高額プレミアムの「獺祭」転売問題 蔵元が異例の新聞広告掲載したワケ
人気日本酒「獺祭(だっさい)」の蔵元・旭酒造が、高額転売品を購入しないよう呼び掛ける異例の新聞広告を掲載して注目を集めている。
「獺祭」は、山口県岩国市にある旭酒造が製造する日本酒。独自の製法で作られる風味豊かな味わいで人気に火が付き、約10年前から全国で品薄状態に。大手スーパーなどでは約1500円のボトルが定価の2~3倍ほどの価格で、ネット上では3万円以上の値段で販売されるようになった。現在は生産量が増え、こうした状態は解消されつつある。
このほど、旭酒造が読売新聞に掲載したメッセージ広告では「お願いです。高く買わないでください」と呼び掛け、「獺祭」の希望小売価格や、全国の正規販売店も紹介している。
旭酒造の桜井一宏社長は本紙取材に「数年前から各地で獺祭がプレミアム価格で販売されているのが見られるようになりました。おいしいお酒を飲んでお客さんの幸せにつながってほしいというのが私たちの思いなのですが、転売品は品質や価格の部分で問題があるので、こういった広告を出すことになりました」と話す。
転売品は高額になることに加え、流通にかかる日数が長期化し、品質管理もおざなりになる可能性がある。
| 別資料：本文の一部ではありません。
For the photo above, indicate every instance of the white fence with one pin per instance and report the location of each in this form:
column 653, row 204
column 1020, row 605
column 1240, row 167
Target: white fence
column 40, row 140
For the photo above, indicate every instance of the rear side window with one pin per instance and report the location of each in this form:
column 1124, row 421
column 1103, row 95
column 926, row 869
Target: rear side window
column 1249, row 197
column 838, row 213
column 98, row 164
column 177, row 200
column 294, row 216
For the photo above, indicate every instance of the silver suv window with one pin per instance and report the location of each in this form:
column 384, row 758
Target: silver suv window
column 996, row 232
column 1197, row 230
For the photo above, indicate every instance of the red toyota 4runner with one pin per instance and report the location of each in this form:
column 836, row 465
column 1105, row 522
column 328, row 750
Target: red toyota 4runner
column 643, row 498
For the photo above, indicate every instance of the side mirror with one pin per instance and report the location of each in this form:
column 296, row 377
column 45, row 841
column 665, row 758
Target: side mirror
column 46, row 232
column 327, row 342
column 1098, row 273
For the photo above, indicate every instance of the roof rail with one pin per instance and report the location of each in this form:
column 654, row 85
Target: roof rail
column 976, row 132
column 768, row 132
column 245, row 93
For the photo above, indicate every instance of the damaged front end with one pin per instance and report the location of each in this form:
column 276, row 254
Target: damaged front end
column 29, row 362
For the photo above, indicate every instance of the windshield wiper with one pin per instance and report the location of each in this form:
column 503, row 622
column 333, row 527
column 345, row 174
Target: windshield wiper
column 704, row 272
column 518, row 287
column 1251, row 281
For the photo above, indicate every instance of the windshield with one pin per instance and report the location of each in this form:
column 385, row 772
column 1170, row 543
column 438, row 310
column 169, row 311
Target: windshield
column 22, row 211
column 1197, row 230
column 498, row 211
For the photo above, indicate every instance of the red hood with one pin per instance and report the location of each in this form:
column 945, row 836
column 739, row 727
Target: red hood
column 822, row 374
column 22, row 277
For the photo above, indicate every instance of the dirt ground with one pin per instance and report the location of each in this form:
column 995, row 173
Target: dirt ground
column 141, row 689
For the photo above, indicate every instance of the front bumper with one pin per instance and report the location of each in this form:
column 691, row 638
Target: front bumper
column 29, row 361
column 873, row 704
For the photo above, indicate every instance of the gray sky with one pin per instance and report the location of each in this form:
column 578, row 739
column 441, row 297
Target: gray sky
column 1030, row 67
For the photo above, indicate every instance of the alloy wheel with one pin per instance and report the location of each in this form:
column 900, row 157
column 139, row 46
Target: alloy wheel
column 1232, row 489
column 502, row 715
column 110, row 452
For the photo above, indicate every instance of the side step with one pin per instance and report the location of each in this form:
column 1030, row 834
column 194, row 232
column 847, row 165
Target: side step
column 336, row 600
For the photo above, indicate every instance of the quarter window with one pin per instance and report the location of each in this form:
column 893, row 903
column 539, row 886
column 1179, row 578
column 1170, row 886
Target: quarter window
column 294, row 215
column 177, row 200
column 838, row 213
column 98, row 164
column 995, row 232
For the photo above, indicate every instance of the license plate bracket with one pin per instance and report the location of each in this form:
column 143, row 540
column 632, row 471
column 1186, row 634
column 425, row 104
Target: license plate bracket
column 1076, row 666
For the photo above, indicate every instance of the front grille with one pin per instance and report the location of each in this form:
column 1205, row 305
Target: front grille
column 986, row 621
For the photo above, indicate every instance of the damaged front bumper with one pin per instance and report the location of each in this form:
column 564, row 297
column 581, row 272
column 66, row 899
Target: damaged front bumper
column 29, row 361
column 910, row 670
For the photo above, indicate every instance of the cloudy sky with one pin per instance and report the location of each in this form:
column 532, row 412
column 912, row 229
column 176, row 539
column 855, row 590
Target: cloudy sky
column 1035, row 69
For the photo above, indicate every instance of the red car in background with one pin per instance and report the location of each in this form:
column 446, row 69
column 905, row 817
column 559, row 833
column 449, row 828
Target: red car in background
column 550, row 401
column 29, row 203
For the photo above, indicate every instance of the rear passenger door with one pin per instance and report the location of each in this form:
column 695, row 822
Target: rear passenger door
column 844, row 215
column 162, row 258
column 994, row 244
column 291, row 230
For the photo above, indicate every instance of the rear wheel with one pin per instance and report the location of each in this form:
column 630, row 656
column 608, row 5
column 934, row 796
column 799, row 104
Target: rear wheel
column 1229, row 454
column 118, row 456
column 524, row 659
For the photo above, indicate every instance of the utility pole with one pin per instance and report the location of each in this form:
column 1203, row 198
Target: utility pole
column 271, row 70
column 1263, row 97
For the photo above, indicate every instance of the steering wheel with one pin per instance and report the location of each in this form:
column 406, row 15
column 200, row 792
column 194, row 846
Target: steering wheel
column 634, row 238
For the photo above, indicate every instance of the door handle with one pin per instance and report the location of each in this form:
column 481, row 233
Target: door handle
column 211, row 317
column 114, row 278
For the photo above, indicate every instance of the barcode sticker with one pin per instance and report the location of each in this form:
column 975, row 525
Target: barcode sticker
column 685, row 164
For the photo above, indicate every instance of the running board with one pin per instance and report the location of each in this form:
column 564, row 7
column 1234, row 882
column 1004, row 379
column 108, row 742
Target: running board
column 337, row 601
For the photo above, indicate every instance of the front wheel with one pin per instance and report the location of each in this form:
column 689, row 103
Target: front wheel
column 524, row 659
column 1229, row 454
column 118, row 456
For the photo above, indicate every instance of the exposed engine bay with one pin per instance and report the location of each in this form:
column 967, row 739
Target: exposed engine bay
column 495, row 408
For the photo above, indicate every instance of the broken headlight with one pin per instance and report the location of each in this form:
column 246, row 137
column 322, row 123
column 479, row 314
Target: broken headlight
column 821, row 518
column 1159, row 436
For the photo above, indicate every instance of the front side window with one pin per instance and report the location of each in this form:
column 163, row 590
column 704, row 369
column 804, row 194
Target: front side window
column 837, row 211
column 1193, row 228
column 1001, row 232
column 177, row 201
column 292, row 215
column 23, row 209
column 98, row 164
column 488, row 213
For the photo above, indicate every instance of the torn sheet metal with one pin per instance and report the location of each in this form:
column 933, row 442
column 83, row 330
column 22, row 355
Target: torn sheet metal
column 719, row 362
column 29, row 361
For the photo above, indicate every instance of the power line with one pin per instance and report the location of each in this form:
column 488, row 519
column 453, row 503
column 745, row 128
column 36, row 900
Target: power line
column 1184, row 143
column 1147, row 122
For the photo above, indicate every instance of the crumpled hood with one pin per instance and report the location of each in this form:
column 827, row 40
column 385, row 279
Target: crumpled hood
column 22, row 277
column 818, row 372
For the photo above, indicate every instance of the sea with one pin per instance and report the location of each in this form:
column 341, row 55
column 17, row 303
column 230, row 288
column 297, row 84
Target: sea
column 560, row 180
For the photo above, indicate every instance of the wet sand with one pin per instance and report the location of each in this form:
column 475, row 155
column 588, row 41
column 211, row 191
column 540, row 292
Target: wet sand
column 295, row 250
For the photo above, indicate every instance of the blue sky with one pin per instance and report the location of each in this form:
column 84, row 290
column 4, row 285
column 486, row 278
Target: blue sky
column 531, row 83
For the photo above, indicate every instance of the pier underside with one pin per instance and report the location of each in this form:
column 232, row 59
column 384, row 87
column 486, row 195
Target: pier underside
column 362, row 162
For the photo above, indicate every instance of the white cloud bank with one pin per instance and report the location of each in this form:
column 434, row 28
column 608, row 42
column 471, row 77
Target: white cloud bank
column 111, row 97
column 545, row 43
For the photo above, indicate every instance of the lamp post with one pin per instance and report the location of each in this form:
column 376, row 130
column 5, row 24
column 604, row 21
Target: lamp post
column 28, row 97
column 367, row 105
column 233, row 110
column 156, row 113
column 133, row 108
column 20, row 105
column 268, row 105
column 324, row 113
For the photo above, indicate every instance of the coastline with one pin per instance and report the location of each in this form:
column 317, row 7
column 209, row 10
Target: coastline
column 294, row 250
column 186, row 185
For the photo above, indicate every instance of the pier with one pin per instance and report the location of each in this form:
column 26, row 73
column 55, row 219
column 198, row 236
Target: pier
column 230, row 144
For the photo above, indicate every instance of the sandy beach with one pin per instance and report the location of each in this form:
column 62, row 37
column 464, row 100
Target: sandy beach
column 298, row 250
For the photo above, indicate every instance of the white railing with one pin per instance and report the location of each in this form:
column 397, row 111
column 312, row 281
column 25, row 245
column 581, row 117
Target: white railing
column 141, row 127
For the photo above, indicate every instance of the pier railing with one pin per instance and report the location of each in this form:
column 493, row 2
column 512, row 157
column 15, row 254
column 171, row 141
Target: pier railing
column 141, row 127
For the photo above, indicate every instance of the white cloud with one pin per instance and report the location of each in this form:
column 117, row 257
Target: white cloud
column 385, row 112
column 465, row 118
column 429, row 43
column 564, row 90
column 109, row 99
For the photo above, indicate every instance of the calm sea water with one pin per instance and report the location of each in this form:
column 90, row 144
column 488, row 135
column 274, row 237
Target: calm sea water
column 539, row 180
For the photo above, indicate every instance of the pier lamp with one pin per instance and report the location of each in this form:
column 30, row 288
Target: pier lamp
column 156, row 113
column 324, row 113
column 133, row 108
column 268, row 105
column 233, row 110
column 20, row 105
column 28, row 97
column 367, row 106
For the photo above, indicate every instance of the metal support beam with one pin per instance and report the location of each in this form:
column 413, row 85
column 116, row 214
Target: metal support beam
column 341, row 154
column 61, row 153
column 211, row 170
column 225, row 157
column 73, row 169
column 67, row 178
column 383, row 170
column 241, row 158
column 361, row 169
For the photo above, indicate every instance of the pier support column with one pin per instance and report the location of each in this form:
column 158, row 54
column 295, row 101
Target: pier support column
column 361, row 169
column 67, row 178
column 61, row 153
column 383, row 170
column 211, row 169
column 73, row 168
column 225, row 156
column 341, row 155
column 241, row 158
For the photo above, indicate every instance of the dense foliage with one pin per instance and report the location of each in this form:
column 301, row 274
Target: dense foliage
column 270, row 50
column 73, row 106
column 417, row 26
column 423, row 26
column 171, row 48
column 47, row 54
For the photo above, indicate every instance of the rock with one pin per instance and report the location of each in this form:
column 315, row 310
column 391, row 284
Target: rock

「獺祭」に関しては、一部転売業者が正規の取り扱い店でまとめ買いし、不当に高い価格で転売している可能性があるという。
一部では「生産量が少ないから転売品が出回るのでは?」との声もあるが「ここ10年、毎年生産量を3割ずつ増やしているのですが、設備や人手の限界もあります。まずはきちんとして量を作っていって、私たちからもお客さんに(高額な転売品を買わないよう)伝えていきたい」(桜井社長)。
「獺祭」に限らず、ネット上を中心に人気日本酒や焼酎、ウイスキーの転売が横行している。生産量が限られているプレミアム酒は、ネットオークションで転売すると定価の約10倍の値段で売られていることもある。法曹関係者は「希少な焼酎『森伊蔵』のネット転売で荒稼ぎした者が実際に逮捕されているし、無免許での酒類の転売は摘発の対象。近年は国税当局も目を光らせている」と話している。